The anthrax and the enteretoxemia are common diseases of the cattle at La Gallega Valley, Morropón Province. When the animals were infected, the rancher had no more choice than tripping to Morropón City, santo Domingo, or even Chulucanas, the province’s capital city, for having medicine and spending one or two days.

 

 

The intervention allowed that some communities to have a specialized first-aid kit where the same medicines were offered but cheaper than commercial services.

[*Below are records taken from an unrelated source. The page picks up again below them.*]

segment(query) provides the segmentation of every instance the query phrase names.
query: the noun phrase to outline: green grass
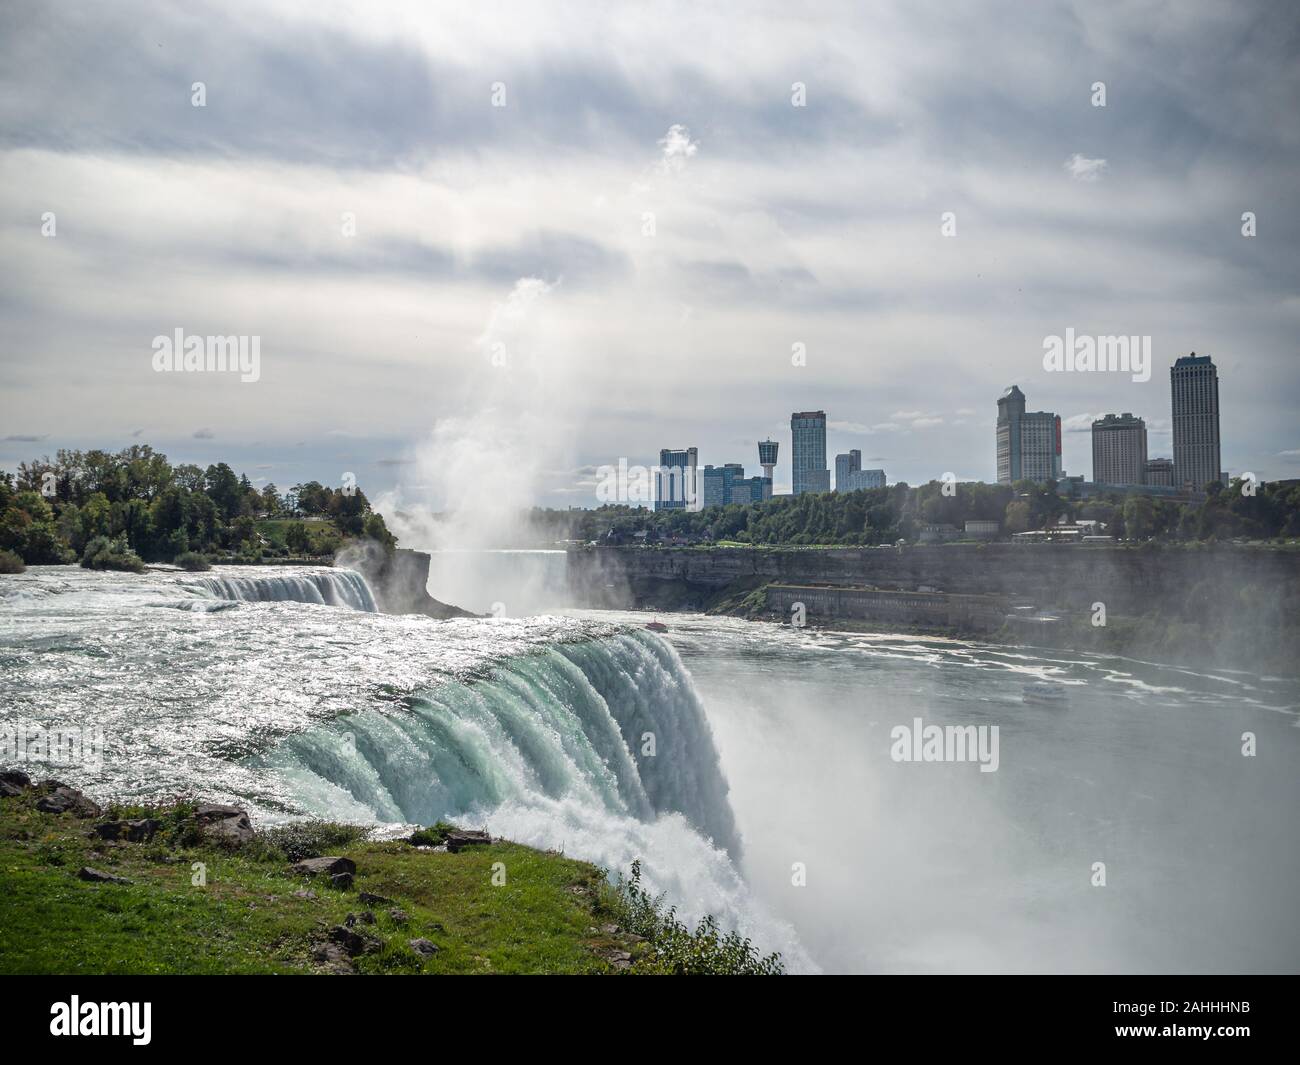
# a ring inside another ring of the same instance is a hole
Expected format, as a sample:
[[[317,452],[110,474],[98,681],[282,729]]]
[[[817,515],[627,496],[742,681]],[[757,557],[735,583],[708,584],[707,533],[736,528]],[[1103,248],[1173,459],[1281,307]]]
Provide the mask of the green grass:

Hitler Barreto Córdova assumed the first-aid kit at the town of Pambarumbe and because of his father’s experience selling animal medicine, he developed criteria to diagnose little illnesses of the cattle, and providing the right remedy.

 

 

Barreto promoted a vaccination campaign in his town which was attended by ranchers of the zone and the surrounding towns. The vaccines were certified by the Peruvian sanitarian authorities, and like every medicine, it was looked for being quality. “July, January, February – when the weather changes, there is more demand,” the young commented.

 

 

Like the milk transformation modes, the first-aid kits were acquired by the promoters of Prodega purposed to the grantees, later, were buying through a rotative fund fo    r themselves, and ending to manage them.